We stopped from time to time to check that all were well, but there was so much shuffling around after each stop that once we knew they were alright, we just kept going. They got a bit cold half-way through the journey after some very heavy rain and I was extremely glad I'd gone to the trouble I had, to protect them from the wind and rain!
We were photographed by someone in a following vehicle, who then didn't even respond to my cheery wave, as we passed through Kaiwaka - perhaps they were Animal Rights friends and we'll find ourselves pictured somewhere else on the internet as evil animal abusers for trafficking live sheep!
We arrived at our destination just after dark and the sheep jumped off the back of the ute and the lambs had their first feed for several hours!
Sue, who had bought the sheep, very kindly fed us before we went on into Auckland to stay with Jude (my sister), Roger, Stella and Jasper.
Stephan and I went off hunting for wood-working tools. We've had a very bad run with a company which sold us an unreliable brand of bandsaw and after replacing it once, we've finally convinced them to accept the second faulty one back and refund our money, but not without a great deal of messing around. We didn't want to spend the money again until we actually had it in the bank, but decided to go looking at a machine which could soon be purchased.
We had a great time driving around in far too much traffic, but with Stephan navigating and me driving, enjoyed it just because it was so different from what we normally do. We went visiting on our way home, which then meant we emerged into rush-hour traffic, so trickled along the motorway back to the middle of Auckland at some ridiculously slow speed. Being tricky clever people, we got off at Greenlane and while I was sitting waiting in a huge queue of traffic, Stephan bravely leapt out and walked to the supermarket to buy the makings of one of his fabulous pizzas for dinner for everyone at Jude's place.

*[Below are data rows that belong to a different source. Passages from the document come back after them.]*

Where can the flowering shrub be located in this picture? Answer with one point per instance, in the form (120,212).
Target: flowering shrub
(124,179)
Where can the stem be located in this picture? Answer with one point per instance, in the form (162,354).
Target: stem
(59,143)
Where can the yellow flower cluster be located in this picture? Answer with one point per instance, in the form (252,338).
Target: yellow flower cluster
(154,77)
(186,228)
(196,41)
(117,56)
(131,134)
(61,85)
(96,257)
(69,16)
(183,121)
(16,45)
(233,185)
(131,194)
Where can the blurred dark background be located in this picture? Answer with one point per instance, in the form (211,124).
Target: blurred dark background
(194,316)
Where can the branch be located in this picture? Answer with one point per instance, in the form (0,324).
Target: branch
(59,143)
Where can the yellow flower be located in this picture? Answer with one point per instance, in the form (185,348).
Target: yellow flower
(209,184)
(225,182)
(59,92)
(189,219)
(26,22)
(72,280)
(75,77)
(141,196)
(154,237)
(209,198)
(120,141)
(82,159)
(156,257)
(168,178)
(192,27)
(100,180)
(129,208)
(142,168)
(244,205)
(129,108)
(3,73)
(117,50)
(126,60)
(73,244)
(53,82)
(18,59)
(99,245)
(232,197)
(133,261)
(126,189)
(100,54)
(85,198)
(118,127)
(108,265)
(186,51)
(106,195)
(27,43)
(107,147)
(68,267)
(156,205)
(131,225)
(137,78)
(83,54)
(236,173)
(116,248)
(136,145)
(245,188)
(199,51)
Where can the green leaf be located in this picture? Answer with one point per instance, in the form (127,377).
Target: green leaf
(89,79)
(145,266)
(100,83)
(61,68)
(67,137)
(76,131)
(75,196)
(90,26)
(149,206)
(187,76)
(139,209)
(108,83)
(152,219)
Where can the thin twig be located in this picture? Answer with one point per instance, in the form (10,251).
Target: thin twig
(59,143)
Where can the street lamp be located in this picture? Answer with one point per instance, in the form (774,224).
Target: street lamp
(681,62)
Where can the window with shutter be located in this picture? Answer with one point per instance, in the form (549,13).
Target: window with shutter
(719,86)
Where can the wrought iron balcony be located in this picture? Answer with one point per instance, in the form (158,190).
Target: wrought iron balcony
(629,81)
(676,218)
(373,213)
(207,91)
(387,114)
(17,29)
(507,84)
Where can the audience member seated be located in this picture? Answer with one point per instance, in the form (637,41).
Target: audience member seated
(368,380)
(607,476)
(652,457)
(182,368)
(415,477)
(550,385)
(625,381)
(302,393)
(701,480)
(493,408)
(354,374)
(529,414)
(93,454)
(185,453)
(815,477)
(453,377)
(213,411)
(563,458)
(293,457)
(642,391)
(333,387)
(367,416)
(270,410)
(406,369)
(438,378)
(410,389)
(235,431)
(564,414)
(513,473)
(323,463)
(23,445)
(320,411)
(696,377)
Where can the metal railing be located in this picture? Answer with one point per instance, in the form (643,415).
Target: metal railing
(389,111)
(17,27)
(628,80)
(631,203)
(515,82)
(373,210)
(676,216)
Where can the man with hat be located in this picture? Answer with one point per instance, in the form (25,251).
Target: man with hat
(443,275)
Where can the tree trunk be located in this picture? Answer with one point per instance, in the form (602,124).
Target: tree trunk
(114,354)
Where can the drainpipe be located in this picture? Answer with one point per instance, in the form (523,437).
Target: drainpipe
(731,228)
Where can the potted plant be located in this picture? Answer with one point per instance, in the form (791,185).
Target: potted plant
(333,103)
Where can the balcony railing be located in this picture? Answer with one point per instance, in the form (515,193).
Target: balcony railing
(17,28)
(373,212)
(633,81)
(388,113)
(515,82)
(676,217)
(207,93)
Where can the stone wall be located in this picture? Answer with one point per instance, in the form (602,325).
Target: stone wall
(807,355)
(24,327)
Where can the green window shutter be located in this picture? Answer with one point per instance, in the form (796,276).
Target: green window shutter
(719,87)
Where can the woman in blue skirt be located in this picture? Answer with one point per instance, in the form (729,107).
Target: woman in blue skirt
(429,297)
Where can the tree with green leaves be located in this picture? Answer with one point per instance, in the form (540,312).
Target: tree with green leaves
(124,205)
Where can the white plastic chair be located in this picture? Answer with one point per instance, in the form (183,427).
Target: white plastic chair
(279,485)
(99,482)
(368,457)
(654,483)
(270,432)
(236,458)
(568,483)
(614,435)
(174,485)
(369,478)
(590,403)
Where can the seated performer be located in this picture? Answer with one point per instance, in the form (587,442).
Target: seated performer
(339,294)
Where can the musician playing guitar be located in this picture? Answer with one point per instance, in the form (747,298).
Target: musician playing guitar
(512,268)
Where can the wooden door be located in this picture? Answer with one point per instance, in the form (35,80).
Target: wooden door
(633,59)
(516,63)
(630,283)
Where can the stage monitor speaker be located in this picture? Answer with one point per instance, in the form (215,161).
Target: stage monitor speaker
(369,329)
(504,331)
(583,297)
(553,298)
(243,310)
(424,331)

By the time we'd finished doing that, the traffic had thinned a little and we carried on home to feed the hungry hoard.
I guess we all get used to the ways of our usual lives, but I'm glad I don't have to make that sort of journey on a daily basis!

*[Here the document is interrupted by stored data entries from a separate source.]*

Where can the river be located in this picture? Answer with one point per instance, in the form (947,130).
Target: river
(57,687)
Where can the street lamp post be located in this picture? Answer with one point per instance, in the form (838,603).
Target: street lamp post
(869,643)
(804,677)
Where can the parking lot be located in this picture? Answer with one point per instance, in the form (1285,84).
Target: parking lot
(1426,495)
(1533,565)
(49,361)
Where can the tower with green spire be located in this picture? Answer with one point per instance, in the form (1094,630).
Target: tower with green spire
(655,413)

We headed out to Waimauku, north-west of Auckland, again to see the sheep in daylight and make sure they were all well after their long wet journey. Other than Minty being a little lame and the ewes a bit empty-looking, they seemed fine. I should imagine it would take a few days to recover from such a trip and then to adjust to a slightly different diet.
Their new home is entirely deer-fenced, so I think Minty will realise she can't go just wherever she likes! A jolly good thing too.

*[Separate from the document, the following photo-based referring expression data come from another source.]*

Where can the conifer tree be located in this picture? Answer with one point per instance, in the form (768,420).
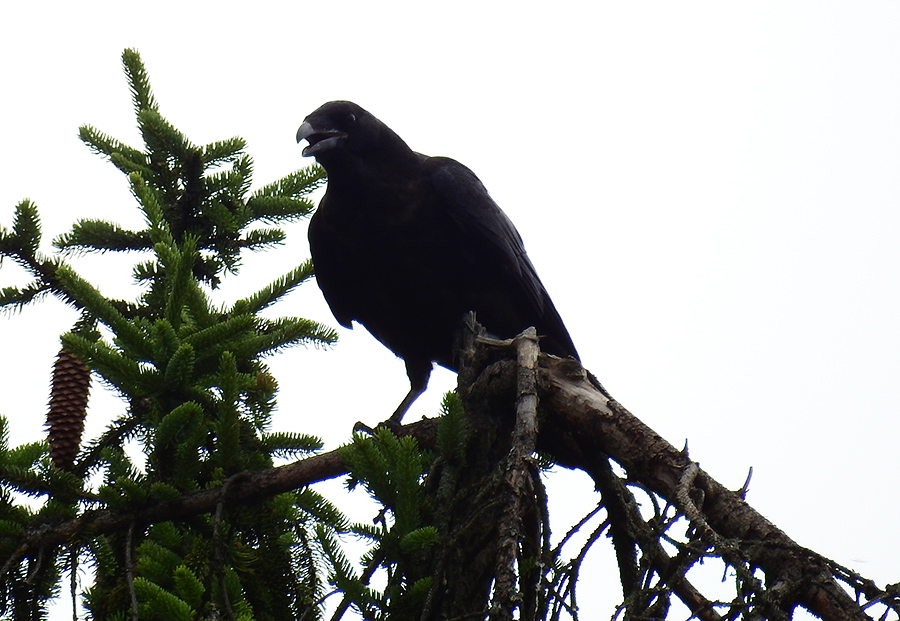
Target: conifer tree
(201,526)
(199,395)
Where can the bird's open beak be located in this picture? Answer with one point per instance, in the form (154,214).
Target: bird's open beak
(319,140)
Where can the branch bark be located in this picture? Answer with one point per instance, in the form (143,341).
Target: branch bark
(580,426)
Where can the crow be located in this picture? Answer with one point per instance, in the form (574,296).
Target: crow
(407,244)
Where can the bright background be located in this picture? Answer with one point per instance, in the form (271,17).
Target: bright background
(709,191)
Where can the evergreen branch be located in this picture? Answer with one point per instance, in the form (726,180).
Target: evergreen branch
(276,290)
(210,342)
(120,371)
(162,139)
(222,151)
(101,235)
(277,208)
(260,239)
(88,298)
(27,228)
(284,332)
(159,229)
(244,488)
(138,81)
(16,298)
(287,444)
(295,185)
(131,159)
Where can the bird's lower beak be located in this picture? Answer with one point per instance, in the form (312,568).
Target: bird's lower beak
(319,140)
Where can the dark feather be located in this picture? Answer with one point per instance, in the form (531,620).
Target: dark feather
(406,244)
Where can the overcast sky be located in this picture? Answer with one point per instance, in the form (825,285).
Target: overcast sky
(708,190)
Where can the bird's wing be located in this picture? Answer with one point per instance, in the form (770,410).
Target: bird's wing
(485,225)
(323,245)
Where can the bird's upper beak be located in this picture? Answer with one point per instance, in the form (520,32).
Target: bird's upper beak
(319,139)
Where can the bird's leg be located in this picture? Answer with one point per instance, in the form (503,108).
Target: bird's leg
(418,382)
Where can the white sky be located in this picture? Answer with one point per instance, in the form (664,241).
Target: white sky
(709,191)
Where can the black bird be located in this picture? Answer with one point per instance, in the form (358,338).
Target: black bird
(407,244)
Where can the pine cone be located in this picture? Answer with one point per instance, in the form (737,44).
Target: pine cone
(68,405)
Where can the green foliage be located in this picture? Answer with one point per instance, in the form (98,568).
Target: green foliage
(198,394)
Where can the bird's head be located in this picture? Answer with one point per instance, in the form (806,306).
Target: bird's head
(341,131)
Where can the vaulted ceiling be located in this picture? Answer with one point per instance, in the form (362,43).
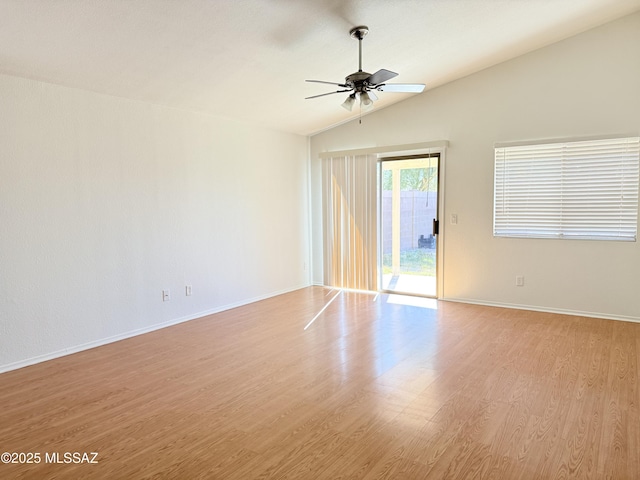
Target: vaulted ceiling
(248,59)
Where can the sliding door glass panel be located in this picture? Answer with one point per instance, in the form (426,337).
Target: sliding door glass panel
(409,208)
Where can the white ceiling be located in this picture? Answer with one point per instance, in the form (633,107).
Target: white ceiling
(248,59)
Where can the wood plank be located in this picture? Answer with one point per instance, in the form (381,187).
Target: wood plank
(369,390)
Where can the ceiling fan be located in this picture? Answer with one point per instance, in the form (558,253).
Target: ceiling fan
(362,84)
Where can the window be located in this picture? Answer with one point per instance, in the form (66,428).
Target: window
(576,190)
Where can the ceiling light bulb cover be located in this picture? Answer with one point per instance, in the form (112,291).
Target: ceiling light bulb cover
(348,103)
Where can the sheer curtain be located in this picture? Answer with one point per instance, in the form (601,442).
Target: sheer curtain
(349,221)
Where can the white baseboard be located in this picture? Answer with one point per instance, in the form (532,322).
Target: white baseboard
(578,313)
(133,333)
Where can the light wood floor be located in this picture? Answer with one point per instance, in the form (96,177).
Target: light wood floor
(369,390)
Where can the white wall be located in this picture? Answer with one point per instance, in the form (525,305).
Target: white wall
(105,202)
(588,85)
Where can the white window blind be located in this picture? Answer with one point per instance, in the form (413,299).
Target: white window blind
(576,190)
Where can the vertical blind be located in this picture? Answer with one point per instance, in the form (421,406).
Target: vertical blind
(349,221)
(576,190)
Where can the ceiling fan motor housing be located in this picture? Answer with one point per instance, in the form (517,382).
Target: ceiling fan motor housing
(358,82)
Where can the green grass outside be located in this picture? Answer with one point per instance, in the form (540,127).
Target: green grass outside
(418,261)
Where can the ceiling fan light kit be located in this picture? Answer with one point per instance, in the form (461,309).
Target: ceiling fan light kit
(362,84)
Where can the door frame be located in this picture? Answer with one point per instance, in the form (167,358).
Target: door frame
(408,155)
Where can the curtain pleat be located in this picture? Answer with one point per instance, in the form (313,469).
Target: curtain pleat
(349,222)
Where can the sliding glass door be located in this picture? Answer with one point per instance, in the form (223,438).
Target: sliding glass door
(409,224)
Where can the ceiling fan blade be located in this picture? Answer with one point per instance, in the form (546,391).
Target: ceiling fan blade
(328,83)
(381,76)
(330,93)
(402,87)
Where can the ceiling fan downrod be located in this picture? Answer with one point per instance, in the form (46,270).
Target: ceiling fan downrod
(359,33)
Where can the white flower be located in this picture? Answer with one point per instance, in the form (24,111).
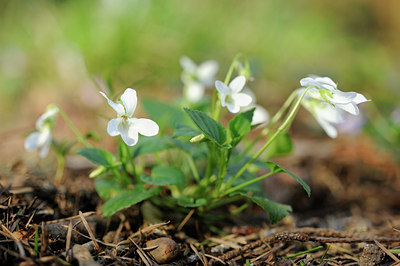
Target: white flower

Then we headed up to Kaukapakapa to meet a woman I've met via the internet, and her lovely daughter. They showed us their gorgeous sheep and then led us 'down the garden path' and into a patch of regenerating bush, full of Tanekaha (Celery Pine - Phyllocladus trichomanoides) and some very impressive Kauri! There are apparently some deer in the area, so I figured it would be acceptable to rescue a few very tiny Kauri seedlings and take them home. We weren't quite dressed for bush-bashing and didn't have as much time as we would have liked to be able to spend there, so we're looking forward to another visit some time! Thank you, Pip and Alex!